My next section to walk was Trefin to Whitesands Beach, this time accompanied by my lurcher Alfi.
We started off walking out of the village on the road past Aberferlin, soon it started to climb and we cut onto the path properly, crossing the fields and going through the standing stones to hug the edge of the coast. The views looking back to Aberferlin were stunning and you could spot Strumble Head in the distance and the flash of the lighthouse.
It was a bright if cold, sunny day with a biting wind which was exhilarating. The whole route was accompanied by the sound of the roaring wind and waves crashing on the cliffs below, white waves rolling out to sea with a bright blue sky and skidding clouds. The strength of the wind blowing you inland made it difficult in places to stay upright on the narrow path. There were signs of spring everywhere with primroses, violets, hawthorn and gorse all starting to come out along the way.
We were soon onto Porthgain and could see the white stone turrets marking the headlands to guide sailors into this picturesque harbour and the ruins of the works. We crossed the harbour and climbed up the steps to the other side where there were a few people around, but it was quiet compared to how it is later in the season.
After Porthgain, we spotted a beautiful secluded beach that we just had to investigate. Down a series of metal steps, Traeth LLyfn is a stunning sandy cove seldom visited. Further on, we came across the remains of a quarry and derelict buildings on the cliff edge, bright red against the stunning blue sea seeming out of place. Then it was on down and round to the Blue Lagoon with its turquoise still waters and steep sides popular in the summer with cliff jumpers, but there was no one brave enough to take to the water today. Then we followed the course down and across the black sand beach of Abereiddy; in summer, there is a beachside van where you can buy coffee and snacks but being out of season, we had to rely on our supplies today.

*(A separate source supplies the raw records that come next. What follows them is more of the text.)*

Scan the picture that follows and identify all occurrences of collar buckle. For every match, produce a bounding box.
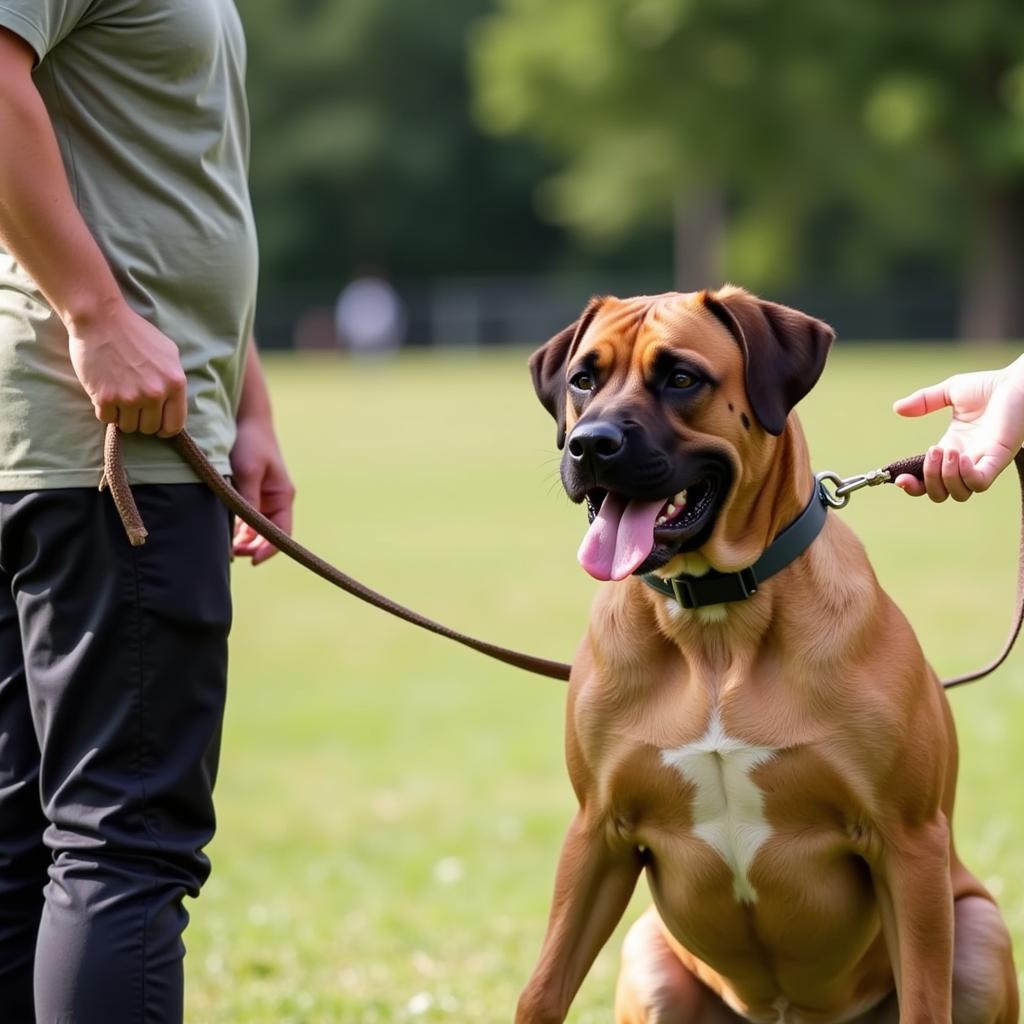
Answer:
[668,565,758,610]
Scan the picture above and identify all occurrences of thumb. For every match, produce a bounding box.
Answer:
[893,380,952,416]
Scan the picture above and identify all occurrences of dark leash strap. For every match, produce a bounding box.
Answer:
[100,424,1024,687]
[876,450,1024,690]
[103,424,571,679]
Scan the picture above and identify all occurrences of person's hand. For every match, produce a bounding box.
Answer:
[68,303,187,437]
[893,356,1024,502]
[231,415,295,565]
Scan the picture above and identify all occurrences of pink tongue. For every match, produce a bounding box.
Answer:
[577,494,665,580]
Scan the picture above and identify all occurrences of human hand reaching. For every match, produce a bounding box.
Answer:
[893,355,1024,502]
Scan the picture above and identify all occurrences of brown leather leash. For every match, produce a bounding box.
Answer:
[100,424,1024,688]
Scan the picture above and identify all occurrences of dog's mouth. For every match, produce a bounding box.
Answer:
[578,474,725,580]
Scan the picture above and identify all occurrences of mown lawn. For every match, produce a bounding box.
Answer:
[186,346,1024,1024]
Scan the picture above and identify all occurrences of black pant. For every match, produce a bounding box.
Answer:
[0,484,230,1024]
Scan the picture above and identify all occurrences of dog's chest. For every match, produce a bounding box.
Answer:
[660,709,777,903]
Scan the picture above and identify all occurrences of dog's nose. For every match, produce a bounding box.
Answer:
[569,420,626,462]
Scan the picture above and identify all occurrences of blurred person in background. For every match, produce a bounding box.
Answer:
[893,355,1024,502]
[334,274,407,355]
[0,0,293,1024]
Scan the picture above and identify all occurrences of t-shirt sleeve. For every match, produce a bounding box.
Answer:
[0,0,96,60]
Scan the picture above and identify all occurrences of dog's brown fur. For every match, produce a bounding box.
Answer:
[516,288,1018,1024]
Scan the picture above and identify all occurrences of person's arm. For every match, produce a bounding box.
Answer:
[0,29,186,436]
[231,338,295,565]
[893,355,1024,502]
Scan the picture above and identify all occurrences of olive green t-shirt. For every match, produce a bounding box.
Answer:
[0,0,257,490]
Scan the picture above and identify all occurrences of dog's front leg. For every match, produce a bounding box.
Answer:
[872,813,953,1024]
[515,808,643,1024]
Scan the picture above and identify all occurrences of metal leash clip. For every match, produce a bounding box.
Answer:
[814,469,892,509]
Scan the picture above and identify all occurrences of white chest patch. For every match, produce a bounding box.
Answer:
[662,709,776,903]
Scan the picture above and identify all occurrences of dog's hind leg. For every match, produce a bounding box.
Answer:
[953,896,1019,1024]
[615,907,742,1024]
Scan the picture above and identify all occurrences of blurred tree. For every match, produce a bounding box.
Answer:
[472,0,1024,338]
[240,0,565,287]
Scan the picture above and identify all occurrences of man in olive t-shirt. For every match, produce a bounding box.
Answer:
[0,0,293,1024]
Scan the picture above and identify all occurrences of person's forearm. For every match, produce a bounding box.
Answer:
[0,41,123,330]
[236,335,271,420]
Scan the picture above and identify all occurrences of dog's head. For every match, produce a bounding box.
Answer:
[529,286,834,580]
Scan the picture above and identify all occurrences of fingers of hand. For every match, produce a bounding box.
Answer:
[157,381,188,437]
[893,473,927,498]
[925,446,949,502]
[118,406,139,434]
[231,518,260,558]
[893,378,952,416]
[961,455,1007,493]
[942,449,973,502]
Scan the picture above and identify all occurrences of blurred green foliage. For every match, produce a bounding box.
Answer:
[241,0,1024,336]
[473,0,1024,311]
[241,0,562,285]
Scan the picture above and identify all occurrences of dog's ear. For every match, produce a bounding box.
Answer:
[529,297,604,449]
[701,285,836,436]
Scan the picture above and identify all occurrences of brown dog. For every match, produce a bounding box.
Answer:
[516,287,1018,1024]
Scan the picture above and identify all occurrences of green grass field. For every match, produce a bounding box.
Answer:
[186,346,1024,1024]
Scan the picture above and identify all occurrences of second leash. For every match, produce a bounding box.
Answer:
[100,423,1024,688]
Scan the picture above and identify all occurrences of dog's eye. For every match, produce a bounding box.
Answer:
[669,370,700,391]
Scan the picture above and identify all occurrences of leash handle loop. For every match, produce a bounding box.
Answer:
[99,423,1024,689]
[100,423,571,680]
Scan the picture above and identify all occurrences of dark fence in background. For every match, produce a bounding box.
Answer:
[257,272,958,349]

The Pembrokeshire Coast Path continues up the road away from the beach past Melin Aberiddy to join the clifftop once more and start the long 6-mile trek to Whitesands. The wind was wild along this section, sending sea foam floating past us, but we sighted our first swallow this year - another sure sign that spring is on its way. The path undulated up and down, hugging the coastline around rugged inlets, diving up and down to be closer to the water, perilously close to the edge. The path here is stony and uneven with some steep sections that are more of a scramble, but the views are panoramic with the sea on one side and the rugged rocks rising inland.
We hiked past Carn Penberi and Carn Perfedd and Lleithyr, with Carn Llidi tantalisingly close. As you reach the St Davids headland, it becomes a unique and almost lunar landscape; barren and rocky with paths meandering through the close-cropped heather. It can obviously be boggy in places at times but it was fine for us after our recent spell of dry weather.
Finally, we spotted a dazzling sight of water glistening in the sunshine with Skomer Island and Whitesands Beach in view - stunning. We followed the path down and round and finally onto the beach, the tide was out so the sand was vast and glistening in the sunlight. After 12 miles, it was a relief to reach the beach but the views had been breathtaking the whole way and well worth it.